Certainly! I’m glad to give you some thoughts about hiding our sins.
1. Hidden Sin Causes God to Stop Listening to Us
If I regard iniquity in my heart, the Lord will not hear me (Psalm 66:18)
Can it get any clearer than that? Many of us wonder why God doesn’t answer our prayers and the answer is right here. If we’re harboring sin in our lives, God closes his ears to our prayers and never hears what we say. This is perhaps the greatest danger of hiding sin.
Who would have ever guessed that there are times when God doesn’t hear our prayer?
In other words, “the heavens are like brass.”
Now certainly, I’m sure that God still hears our prayers. I think that the idea that God doesn’t hear our prayers is a hyperbole. A hyperbole is an overstatement for the purpose of emphasizing something special.
Hyperbole or not, we get a feel for the utter devastation that comes between us and God when unconfessed sin remains hidden.
I recall a mother who came for prayer about her older daughter who was caught up in drugs and alcohol. I said, “Before we pray, tell me how things are going at home in your marriage.”
She replied, “Things are not going well,” she said. “We are having a lot of problems. We fight over finances and money. He’s not coming to church no matter how hard I try to get him to come.”
So I offered, “Maybe your marital problems are the very reason that your prayers are ineffective. If you clean up the sins in your marriage and life, I believe that God is better able to do what you ask."
2. Hidden Sin Rots Our Souls
When I kept silent, my bones wasted away through my groaning all day long.
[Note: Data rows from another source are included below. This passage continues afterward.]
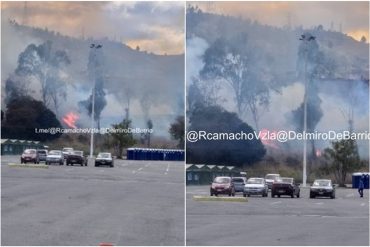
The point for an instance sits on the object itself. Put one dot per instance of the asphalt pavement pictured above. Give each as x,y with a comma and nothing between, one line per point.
134,203
277,221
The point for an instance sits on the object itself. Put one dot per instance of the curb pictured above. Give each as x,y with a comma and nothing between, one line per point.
219,199
28,166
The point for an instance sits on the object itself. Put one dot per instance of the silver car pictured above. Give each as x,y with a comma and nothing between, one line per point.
255,186
271,178
56,157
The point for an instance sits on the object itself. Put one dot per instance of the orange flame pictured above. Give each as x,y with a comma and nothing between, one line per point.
267,142
70,119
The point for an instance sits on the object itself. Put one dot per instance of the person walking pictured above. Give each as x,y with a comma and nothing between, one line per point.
361,185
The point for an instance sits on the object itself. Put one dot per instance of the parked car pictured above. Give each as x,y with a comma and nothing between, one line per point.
222,185
270,179
322,188
104,159
285,186
43,153
55,157
255,186
66,152
76,157
239,183
30,155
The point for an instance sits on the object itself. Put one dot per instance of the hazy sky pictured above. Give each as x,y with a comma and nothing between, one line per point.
155,26
352,16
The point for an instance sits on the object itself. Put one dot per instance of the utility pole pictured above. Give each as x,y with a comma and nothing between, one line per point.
306,39
95,47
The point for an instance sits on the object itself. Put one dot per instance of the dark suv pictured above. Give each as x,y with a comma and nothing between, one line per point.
76,157
285,186
222,185
239,183
30,155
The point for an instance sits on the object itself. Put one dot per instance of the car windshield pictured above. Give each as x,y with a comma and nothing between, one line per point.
80,153
322,183
238,180
286,180
271,176
255,181
221,180
104,155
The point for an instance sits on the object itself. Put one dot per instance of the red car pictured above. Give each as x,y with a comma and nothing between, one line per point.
30,155
222,185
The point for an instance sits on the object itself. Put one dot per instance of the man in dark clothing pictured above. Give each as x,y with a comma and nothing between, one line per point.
361,186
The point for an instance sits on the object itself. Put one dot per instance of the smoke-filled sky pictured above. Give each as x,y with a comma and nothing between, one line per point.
350,16
156,27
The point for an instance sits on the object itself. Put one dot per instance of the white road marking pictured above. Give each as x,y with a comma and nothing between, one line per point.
311,215
167,169
274,203
350,195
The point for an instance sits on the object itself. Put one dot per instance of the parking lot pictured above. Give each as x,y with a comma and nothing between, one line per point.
134,203
279,221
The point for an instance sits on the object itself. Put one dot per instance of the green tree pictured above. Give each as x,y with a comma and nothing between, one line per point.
122,139
45,64
177,131
341,159
24,115
237,152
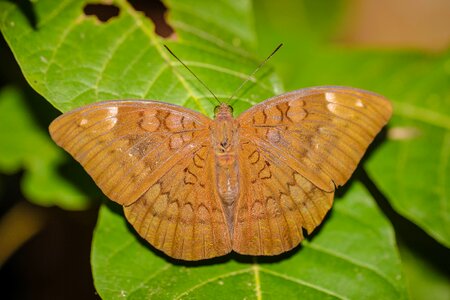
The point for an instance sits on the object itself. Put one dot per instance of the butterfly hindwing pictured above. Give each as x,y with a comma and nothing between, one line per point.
180,214
275,205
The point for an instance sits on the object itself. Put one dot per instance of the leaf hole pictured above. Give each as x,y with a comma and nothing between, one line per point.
103,12
156,12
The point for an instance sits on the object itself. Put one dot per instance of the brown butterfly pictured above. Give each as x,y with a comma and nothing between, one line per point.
197,188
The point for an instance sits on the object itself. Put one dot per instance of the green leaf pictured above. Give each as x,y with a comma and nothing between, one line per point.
353,257
73,59
26,146
424,279
412,167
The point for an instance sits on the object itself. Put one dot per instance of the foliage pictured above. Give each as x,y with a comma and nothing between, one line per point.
72,59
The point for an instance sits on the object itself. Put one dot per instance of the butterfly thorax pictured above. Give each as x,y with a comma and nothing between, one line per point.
224,137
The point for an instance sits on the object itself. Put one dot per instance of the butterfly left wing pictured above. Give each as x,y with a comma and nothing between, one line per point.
125,146
181,214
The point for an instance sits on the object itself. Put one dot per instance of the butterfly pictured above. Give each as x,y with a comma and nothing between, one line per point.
197,188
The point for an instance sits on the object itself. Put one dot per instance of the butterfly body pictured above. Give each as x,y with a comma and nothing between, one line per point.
197,188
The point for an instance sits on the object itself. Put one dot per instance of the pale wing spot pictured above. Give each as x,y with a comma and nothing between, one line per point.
112,111
83,122
203,214
274,115
189,177
153,192
257,210
296,113
265,173
160,206
359,103
333,108
330,97
99,121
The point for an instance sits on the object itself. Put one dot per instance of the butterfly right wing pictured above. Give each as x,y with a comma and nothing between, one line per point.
276,202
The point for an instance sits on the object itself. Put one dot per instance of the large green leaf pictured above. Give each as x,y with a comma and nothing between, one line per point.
25,145
413,168
353,257
73,59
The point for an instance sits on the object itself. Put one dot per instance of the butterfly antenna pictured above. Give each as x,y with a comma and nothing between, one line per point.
253,73
173,54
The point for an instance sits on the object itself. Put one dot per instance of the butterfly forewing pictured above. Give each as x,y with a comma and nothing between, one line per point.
294,150
323,131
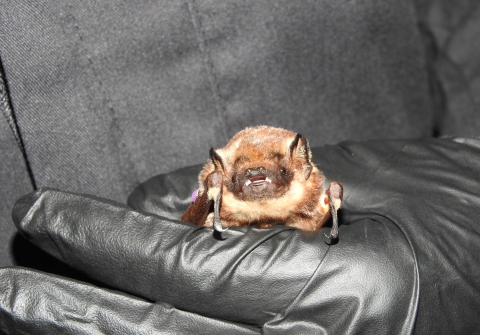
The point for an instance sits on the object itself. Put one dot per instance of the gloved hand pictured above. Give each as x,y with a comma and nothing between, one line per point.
408,227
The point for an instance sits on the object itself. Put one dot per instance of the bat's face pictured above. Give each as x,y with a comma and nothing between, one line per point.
263,163
264,176
256,174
For day and night your hand was heavy on me; my strength was sapped as in the heat of summer. (Psalm 32:3-4)
David wrote this verse referring to his adultery with Bathsheba. He thought his sin was all hidden until the prophet Nathan pointed his finger at David and said, “You are the man.” The story was out and David paid the consequences. His next child was doomed to die and his family was plunged into rape, lying, and rebellion.
I’ve dealt with way too many adulterous men whose insides are inflamed as they struggle with whether or not to keep their sin hidden or confess it.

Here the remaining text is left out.